Jenner's opportunity to test his theory came on 14 May 1796. A milkmaid, Sarah Nelmes, had infected her hand while milking a cow. Jenner drew off fluid, or lymph, from the blister on the girl's hand, and with this lymph he vaccinated a healthy eight-year-old boy, James Phipps. This was the first vaccination (a name coined by Jenner from the Latin vacca for "cow") ever performed, and it was completely successful: six weeks later, Jenner injected the boy with fluid from a smallpox sore, but the boy remained free of smallpox. Certainly, Jenner's experiment would be regarded as highly unethical and dangerous today, but it proved that the vaccine could give complete protection from this terrible disease.

 

Jenner gave up his quiet, useful life in the countryside he loved. (He was a naturalist as well as a doctor, and the first to discover, by careful observation, the habits of the young cuckoo.) He submitted a paper to the Royal Society in 1797 describing his experiment but was told that his ideas were too revolutionary and that he needed more proof. Undaunted, Jenner experimented on several other children, including his own 11-month-old son. In 1798 the results were finally published.

 

Jenner was subjected to plenty of ridicule. Critics, especially the clergy, claimed it was repulsive and ungodly to inoculate someone with material from a diseased animal. A satirical cartoon of 1802 showed people who had been vaccinated sprouting cow's heads. However the obvious advantages of vaccination and the protection it provided won out, and vaccination soon became widespread. From London, where Jenner was honored by the Royal Family, and by statesmen, scholars, and the more enlightened members of the medical profession, the practice of vaccination spread rapidly. Whole towns were vaccinated in East Anglia. A mission was sent by the British government in 1881 to vaccinate the fleet and garrison at Gibraltar and Malta, lately captured by Nelson from the French.
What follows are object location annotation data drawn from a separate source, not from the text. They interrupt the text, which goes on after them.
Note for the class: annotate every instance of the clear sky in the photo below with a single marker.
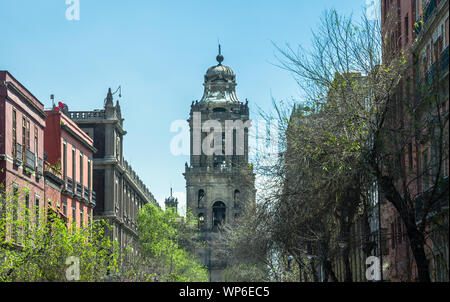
(158, 51)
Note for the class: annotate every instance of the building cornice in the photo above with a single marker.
(79, 138)
(16, 90)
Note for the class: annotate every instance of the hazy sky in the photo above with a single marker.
(158, 51)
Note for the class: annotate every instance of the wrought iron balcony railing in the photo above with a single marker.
(79, 189)
(94, 198)
(429, 10)
(18, 156)
(30, 160)
(444, 60)
(69, 184)
(40, 170)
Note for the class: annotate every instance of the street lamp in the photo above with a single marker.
(290, 258)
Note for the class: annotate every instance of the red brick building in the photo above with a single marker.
(22, 123)
(419, 28)
(69, 168)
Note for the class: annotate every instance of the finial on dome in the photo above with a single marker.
(219, 58)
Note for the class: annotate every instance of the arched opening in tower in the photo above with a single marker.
(219, 210)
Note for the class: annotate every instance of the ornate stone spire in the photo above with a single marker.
(219, 57)
(109, 99)
(220, 83)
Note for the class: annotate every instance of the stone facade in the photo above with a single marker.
(120, 193)
(218, 184)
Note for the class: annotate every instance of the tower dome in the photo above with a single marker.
(220, 83)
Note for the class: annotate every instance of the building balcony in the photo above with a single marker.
(69, 185)
(79, 191)
(87, 115)
(429, 10)
(30, 160)
(86, 193)
(17, 153)
(40, 171)
(94, 198)
(444, 60)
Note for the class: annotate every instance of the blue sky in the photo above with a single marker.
(158, 51)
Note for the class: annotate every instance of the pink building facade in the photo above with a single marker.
(69, 160)
(22, 124)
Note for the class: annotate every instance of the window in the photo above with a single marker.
(28, 134)
(64, 160)
(36, 210)
(201, 221)
(81, 168)
(425, 179)
(24, 141)
(74, 168)
(27, 212)
(219, 211)
(74, 213)
(236, 197)
(14, 134)
(65, 207)
(406, 29)
(81, 216)
(15, 212)
(89, 178)
(201, 194)
(36, 159)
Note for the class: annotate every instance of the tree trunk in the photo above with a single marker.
(329, 273)
(417, 242)
(348, 269)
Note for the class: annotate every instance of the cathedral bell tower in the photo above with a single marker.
(219, 179)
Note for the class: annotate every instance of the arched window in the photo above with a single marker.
(201, 221)
(219, 210)
(201, 194)
(236, 197)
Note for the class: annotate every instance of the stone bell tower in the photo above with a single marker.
(219, 179)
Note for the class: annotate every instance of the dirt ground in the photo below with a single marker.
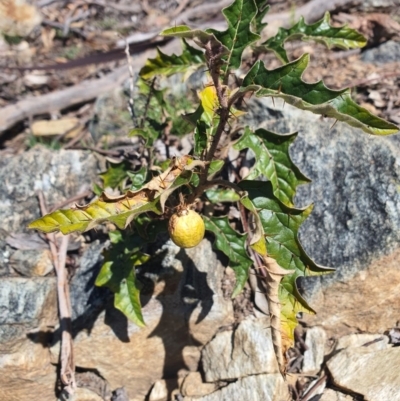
(79, 40)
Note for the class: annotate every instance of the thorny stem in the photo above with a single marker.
(214, 63)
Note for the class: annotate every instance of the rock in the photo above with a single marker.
(233, 354)
(270, 387)
(193, 386)
(388, 52)
(374, 342)
(32, 262)
(28, 308)
(314, 355)
(331, 395)
(374, 374)
(48, 170)
(355, 224)
(159, 392)
(183, 307)
(84, 394)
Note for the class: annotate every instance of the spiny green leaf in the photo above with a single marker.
(149, 134)
(285, 82)
(233, 245)
(321, 31)
(138, 178)
(200, 137)
(183, 179)
(262, 10)
(118, 211)
(166, 65)
(222, 195)
(281, 225)
(215, 166)
(118, 274)
(273, 162)
(115, 174)
(239, 16)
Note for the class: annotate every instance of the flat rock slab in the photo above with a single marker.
(375, 375)
(247, 350)
(269, 387)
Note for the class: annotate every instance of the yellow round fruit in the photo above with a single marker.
(186, 228)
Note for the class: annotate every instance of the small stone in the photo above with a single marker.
(191, 356)
(314, 355)
(193, 386)
(374, 342)
(245, 351)
(85, 394)
(375, 375)
(32, 262)
(159, 392)
(331, 395)
(270, 387)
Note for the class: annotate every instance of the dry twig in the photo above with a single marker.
(67, 370)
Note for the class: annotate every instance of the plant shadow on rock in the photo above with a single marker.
(175, 282)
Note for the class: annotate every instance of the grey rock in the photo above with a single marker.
(32, 262)
(270, 387)
(374, 342)
(26, 304)
(374, 375)
(59, 174)
(28, 309)
(387, 52)
(331, 395)
(183, 307)
(247, 350)
(193, 386)
(355, 223)
(314, 354)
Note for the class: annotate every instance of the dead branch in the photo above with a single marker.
(79, 93)
(67, 371)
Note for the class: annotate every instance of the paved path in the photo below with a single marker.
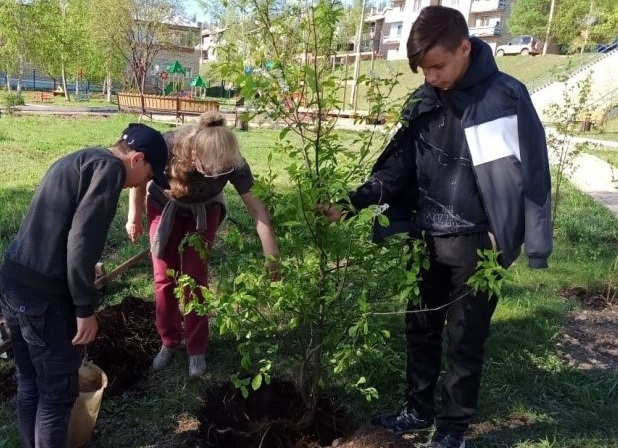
(594, 176)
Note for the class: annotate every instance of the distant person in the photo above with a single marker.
(467, 171)
(47, 291)
(203, 159)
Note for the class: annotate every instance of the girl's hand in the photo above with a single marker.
(330, 211)
(134, 230)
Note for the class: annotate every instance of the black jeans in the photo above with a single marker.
(41, 327)
(452, 261)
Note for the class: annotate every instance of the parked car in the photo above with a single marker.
(607, 47)
(520, 45)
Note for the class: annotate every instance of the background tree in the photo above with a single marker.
(60, 38)
(106, 58)
(575, 24)
(14, 18)
(140, 38)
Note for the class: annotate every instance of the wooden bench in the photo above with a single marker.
(81, 97)
(148, 105)
(42, 97)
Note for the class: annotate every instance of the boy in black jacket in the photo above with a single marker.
(468, 169)
(47, 291)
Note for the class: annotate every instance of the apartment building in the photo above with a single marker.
(211, 37)
(390, 27)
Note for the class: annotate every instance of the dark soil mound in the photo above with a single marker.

In the United States, President Jefferson and his family were vaccinated with vaccine sent by Jenner, and thousands of Americans soon followed.

 

During the first ten years of the 19th century more than 10,000 people had asked to be vaccinated in London alone. Deaths from smallpox, which had averaged 2,018 annually during the previous fifty years, fell to 622 in that period. The Emperor Napoleon had his son vaccinated and set up 25 clinics for vaccination in the French Empire.

 

Jenner became famous and now spent much of his time researching and advising on developments in his vaccine. Jenner carried out research in a number of other areas of medicine and was also keen on fossil collecting and horticulture.